After declaring bankruptcy, she moved to Seattle to raise her three children as a single mother. Powter struggled to find consistent work as she got older.
“Nothing is beneath me,” she said on TODAY. “I will work, I will do anything. … Broke is one thing, broken is another. It started to break me.”
At one point, she lived in an RV before being forced out of a campground in 2018 and into a weekly rental apartment complex in a crime-ridden area of Las Vegas.
She has little furniture in her current apartment, saying on TODAY that her bed stand is a cardboard box. She survives on Social Security checks and money from delivering food for Uber Eats.
She maintains a strong relationship with her sons, who helped her raise the money to move into her latest apartment.
“They’re very proud of me because I’ll work,” she said on TODAY.

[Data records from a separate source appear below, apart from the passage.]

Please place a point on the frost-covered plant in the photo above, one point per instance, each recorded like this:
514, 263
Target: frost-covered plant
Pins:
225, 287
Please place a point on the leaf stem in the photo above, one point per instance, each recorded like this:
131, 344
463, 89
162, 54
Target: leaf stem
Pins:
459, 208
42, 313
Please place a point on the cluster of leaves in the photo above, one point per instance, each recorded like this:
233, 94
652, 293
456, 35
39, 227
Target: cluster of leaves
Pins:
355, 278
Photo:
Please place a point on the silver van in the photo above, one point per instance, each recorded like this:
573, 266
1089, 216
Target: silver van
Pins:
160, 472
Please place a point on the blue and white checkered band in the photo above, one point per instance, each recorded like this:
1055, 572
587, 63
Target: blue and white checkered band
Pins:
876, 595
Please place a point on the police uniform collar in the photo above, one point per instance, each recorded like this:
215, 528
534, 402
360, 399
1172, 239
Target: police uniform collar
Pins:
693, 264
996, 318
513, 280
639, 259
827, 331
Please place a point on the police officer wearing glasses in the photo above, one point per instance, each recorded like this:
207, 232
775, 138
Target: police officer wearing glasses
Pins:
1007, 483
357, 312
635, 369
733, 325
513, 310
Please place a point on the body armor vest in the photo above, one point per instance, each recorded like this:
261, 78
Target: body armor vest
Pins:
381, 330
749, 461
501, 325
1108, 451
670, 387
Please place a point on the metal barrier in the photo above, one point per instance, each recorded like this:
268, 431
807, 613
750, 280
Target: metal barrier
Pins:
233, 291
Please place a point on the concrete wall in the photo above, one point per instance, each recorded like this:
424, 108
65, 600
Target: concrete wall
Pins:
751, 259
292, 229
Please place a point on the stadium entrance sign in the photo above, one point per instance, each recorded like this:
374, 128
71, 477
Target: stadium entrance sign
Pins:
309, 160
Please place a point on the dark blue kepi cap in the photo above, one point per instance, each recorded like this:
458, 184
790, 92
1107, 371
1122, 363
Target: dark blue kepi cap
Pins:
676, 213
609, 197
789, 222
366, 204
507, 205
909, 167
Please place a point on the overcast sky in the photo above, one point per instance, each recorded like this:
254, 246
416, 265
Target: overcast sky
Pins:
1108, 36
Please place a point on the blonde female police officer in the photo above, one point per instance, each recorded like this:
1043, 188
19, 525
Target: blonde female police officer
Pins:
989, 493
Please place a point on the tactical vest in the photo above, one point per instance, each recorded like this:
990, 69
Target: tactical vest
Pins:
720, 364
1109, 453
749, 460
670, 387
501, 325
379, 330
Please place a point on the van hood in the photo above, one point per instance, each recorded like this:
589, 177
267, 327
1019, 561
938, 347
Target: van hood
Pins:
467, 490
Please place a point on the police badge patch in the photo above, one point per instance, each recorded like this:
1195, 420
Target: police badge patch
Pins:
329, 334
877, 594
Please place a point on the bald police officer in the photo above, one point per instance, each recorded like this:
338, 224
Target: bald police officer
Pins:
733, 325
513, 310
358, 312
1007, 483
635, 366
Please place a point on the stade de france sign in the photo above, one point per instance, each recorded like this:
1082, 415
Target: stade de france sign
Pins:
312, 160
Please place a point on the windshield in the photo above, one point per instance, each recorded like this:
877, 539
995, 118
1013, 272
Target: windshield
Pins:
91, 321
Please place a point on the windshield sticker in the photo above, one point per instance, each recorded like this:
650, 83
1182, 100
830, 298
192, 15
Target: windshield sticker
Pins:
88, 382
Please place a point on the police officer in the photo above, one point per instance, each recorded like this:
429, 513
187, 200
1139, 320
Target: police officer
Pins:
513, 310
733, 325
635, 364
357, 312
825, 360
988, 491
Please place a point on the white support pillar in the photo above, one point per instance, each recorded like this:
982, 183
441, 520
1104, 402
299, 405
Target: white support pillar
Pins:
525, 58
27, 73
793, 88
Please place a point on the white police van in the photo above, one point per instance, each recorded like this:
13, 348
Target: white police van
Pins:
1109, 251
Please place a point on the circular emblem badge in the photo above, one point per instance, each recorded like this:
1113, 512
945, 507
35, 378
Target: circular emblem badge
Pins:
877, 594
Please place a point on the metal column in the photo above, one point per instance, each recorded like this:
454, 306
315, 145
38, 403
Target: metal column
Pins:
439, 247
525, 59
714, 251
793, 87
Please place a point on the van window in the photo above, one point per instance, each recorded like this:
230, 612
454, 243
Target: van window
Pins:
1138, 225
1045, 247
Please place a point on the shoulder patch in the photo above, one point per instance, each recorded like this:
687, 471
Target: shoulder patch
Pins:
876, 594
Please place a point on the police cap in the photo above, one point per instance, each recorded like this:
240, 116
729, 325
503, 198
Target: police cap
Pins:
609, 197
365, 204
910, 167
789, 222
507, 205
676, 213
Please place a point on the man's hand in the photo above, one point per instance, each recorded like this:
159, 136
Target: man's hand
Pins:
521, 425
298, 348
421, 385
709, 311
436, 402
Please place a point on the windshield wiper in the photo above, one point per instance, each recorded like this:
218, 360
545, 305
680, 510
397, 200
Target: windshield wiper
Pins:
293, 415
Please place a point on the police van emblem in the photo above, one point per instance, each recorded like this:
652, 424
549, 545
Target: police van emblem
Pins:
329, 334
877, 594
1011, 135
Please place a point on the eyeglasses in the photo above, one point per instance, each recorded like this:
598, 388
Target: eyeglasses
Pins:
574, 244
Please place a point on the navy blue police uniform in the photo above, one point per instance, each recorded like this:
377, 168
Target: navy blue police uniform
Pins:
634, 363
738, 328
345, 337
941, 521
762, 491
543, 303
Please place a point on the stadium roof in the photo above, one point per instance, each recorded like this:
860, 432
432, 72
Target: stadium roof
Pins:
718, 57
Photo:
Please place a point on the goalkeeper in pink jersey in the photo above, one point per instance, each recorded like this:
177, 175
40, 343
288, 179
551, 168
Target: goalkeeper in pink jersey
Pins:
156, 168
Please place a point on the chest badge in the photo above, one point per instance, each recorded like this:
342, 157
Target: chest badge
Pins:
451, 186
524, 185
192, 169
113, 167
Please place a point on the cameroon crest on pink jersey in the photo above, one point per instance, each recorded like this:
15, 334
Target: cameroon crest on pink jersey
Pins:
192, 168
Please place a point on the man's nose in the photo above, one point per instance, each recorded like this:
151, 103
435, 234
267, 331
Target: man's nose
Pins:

The documentary shows how an automobile breakdown and a dental emergency immediately saps any savings she has been able to scrape together.
“You are walking back from having spent the whole day at a welfare office,” she says while crying in the film. “And you’re walking back to the welfare weekly that you live in.”
Through it all, Powter has tried to remain optimistic.
“I think something’s shifting,” she says in the documentary. “The fear, the poverty, the hopelessness. It’s this tsunami of what was, what happened, the truth. I’m betting the farm on me.”
With the release of the new film, Powter is looking toward the future.
“I want to be able to do what I’ve done once before, which was miraculous in and of itself,” she said on TODAY. “And this time it would be properly managed. … I want to do my work, and I want to have a chance.”